Bild: Training eines Frauenteams von Sareyyet Ramallah im Majed Asad Stadium in…
Der Krieg hat die palästinensische Fußballsaison gestoppt. „Es ist unklar,
wie es weitergehen soll“, sagt Leen Qattawi, die Trainerin bei Sareyyet
Ramallah im Westjordanland ist. Sareyyet Ramallah zählt zu den
Spitzenteams im palästinensischen Frauenfußball. „Am 6. Oktober begann noch
die Saison unserer U14-Juniorinnen. Wir haben zwei Spiele bestritten und
gewonnen, aber natürlich hat der Palästinensische Fußballverband die
Meisterschaft bis auf Weiteres ausgesetzt. Die Frauen sollten am 14.
Oktober beginnen“.
Der Terrorangriff der Hamas auf Israel am 7. Oktober und der dadurch
ausgelöste Krieg hat nicht nur den Sport im Gazastreifen, sondern auch im
Westjordanland zum Erliegen gebracht. Qattawi berichtet: „Die Profiliga
der Männer hier, deren Saison bereits im Gange war, wurde wegen der fatalen
Situation auf den Straßen abgesagt. Soweit ich weiß, sind sechs Spieler
getötet worden.“
Der Palästinensische Fußballverband führt bei den Männern zwei regionale
Profiligen, die West Bank Premier League und die Gaza Strip Premier League.

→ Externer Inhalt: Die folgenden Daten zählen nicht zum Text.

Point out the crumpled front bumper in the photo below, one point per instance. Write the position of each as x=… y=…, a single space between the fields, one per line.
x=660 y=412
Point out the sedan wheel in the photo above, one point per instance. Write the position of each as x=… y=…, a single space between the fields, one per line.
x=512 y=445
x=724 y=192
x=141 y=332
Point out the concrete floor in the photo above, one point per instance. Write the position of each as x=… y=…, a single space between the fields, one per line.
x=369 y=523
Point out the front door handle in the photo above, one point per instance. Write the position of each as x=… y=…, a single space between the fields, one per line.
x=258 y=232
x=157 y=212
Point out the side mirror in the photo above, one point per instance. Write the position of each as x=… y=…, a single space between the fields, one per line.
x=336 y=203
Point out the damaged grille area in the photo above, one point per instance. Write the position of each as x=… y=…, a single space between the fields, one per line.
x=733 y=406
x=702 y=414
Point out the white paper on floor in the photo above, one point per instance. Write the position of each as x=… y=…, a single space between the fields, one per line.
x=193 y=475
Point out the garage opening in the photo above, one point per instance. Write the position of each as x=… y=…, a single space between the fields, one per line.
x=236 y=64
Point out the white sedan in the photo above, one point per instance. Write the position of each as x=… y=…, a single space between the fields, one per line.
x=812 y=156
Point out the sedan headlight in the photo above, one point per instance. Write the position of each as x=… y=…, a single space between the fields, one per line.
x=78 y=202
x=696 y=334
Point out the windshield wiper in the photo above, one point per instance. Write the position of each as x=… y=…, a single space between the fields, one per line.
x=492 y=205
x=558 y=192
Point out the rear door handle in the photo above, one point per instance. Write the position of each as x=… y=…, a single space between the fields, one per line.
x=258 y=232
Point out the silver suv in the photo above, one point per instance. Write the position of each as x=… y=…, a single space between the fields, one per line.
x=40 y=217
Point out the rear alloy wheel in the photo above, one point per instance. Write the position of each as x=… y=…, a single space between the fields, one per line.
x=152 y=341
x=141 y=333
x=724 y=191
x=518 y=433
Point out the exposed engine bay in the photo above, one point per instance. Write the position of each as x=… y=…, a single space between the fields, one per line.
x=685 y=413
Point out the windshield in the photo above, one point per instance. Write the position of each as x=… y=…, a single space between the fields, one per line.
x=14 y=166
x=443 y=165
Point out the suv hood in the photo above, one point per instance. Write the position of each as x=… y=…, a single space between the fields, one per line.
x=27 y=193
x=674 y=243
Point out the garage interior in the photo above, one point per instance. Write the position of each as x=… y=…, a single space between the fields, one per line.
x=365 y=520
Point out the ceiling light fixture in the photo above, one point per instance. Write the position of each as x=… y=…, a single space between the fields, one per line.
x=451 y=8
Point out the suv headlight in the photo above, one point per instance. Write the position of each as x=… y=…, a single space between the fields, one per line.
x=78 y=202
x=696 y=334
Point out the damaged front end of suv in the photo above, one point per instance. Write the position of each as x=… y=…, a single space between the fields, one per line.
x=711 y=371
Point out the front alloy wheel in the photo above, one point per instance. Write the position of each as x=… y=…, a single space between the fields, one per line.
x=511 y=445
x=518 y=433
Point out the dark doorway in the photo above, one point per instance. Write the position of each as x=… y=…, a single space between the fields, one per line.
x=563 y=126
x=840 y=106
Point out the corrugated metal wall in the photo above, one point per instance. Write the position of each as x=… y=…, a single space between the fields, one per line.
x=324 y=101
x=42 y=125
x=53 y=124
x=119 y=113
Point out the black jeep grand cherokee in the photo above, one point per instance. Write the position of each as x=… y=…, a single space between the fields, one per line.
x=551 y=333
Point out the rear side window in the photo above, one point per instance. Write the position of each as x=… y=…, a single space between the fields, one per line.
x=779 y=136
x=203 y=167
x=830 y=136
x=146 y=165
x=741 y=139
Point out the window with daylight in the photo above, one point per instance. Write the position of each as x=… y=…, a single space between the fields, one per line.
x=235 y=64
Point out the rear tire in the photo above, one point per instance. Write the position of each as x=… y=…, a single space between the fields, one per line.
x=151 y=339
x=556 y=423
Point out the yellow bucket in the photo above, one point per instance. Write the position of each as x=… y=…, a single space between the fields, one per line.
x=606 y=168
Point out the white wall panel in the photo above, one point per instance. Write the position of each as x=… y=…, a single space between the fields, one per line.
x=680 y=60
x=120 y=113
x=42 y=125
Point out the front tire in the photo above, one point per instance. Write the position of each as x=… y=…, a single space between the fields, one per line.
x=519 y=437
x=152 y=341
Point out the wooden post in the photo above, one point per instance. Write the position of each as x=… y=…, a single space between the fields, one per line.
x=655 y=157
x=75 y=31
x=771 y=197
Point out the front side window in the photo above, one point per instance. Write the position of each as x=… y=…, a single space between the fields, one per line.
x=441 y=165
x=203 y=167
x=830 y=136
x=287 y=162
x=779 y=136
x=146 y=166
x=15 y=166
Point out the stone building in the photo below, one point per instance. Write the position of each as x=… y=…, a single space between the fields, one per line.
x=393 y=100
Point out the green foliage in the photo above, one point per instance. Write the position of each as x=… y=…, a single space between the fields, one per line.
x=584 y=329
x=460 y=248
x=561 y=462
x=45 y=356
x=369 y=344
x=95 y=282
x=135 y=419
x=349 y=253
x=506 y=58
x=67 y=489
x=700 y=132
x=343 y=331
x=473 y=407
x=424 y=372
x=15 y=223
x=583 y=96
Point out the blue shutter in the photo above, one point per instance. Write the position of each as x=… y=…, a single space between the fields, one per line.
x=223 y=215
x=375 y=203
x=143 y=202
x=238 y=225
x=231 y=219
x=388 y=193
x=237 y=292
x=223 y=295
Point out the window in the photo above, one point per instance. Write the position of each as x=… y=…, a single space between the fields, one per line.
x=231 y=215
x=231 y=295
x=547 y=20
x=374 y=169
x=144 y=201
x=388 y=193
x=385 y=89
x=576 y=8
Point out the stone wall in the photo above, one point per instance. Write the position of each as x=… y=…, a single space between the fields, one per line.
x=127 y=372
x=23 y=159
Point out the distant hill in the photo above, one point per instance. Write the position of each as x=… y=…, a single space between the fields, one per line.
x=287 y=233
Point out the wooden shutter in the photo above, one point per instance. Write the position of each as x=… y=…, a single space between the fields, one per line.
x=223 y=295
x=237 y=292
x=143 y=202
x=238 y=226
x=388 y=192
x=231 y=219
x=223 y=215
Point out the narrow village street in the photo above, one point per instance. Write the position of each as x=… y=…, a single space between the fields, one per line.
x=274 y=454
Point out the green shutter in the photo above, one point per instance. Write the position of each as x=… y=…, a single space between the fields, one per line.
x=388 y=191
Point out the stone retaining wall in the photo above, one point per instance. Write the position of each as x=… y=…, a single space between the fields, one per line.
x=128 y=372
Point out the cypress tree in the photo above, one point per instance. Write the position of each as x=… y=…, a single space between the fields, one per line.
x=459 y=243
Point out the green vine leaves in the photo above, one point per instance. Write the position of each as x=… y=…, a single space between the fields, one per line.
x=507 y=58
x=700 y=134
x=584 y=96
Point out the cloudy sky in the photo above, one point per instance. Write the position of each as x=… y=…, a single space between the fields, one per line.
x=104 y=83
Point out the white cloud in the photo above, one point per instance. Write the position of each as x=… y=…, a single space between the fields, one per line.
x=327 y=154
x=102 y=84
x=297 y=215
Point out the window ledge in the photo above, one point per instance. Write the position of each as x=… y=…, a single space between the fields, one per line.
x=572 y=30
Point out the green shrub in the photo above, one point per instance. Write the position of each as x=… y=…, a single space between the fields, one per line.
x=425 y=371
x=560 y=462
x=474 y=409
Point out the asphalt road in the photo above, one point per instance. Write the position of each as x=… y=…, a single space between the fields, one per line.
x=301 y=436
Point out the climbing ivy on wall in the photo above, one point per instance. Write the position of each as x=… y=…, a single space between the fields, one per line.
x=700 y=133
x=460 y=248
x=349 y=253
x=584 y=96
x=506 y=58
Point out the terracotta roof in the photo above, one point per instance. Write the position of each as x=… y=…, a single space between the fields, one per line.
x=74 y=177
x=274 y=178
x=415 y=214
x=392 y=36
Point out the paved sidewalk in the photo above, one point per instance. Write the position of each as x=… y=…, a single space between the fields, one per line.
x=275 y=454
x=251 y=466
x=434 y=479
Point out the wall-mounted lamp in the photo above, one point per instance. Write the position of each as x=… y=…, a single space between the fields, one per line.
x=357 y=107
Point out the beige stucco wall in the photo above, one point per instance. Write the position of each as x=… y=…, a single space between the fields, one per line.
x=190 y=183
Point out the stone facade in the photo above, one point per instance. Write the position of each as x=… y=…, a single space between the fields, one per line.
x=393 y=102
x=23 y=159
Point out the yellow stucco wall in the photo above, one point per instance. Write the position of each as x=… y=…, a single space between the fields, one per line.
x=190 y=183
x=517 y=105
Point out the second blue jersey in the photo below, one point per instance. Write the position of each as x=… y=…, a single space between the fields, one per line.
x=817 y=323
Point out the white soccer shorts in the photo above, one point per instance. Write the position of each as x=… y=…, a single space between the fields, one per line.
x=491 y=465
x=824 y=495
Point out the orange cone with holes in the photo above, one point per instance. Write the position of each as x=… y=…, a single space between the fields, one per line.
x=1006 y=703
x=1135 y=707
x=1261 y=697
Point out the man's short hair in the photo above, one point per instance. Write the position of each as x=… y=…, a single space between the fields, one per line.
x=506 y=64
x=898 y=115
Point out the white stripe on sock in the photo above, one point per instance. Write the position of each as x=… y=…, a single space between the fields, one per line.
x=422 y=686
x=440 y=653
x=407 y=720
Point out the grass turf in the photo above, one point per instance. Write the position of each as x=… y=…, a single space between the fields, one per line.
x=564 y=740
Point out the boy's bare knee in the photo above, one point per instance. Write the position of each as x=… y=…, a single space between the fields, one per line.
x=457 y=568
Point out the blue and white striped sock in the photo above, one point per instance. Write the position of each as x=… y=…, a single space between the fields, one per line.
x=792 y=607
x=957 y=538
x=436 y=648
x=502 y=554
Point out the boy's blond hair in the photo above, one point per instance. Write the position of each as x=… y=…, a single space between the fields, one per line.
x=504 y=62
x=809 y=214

Die Aussetzung des Spielbetriebs beeinträchtigt auch die Teilnahme der
palästinensischen Teams an [1][internationalen Wettbewerben des Asiatischen
Fußballverbands]. Abgesehen davon, dass die Spieler derzeit ohnehin nicht
ins Ausland reisen können, wird der palästinensische Fußball bestraft, weil
die Kalendervorschriften der Fifa durch den Krieg nicht eingehalten werden
können.
Bei den Fußballerinnen ist die Situation anders. Es besteht immerhin noch
die Möglichkeit, dass deren Saison ausgespielt werden könnte. „In Palästina
gibt es keine Profiliga für Frauen“, erklärt Qattawi. Der Spielbetrieb
pausiere, die Saison sei aber nicht abgesagt worden. Denn die Saison ist
nicht so lang wie die der Männer, die etwa acht Monate dauert und gemäß dem
Fifa-Kalender an festgelegten Terminen beginnen und enden muss.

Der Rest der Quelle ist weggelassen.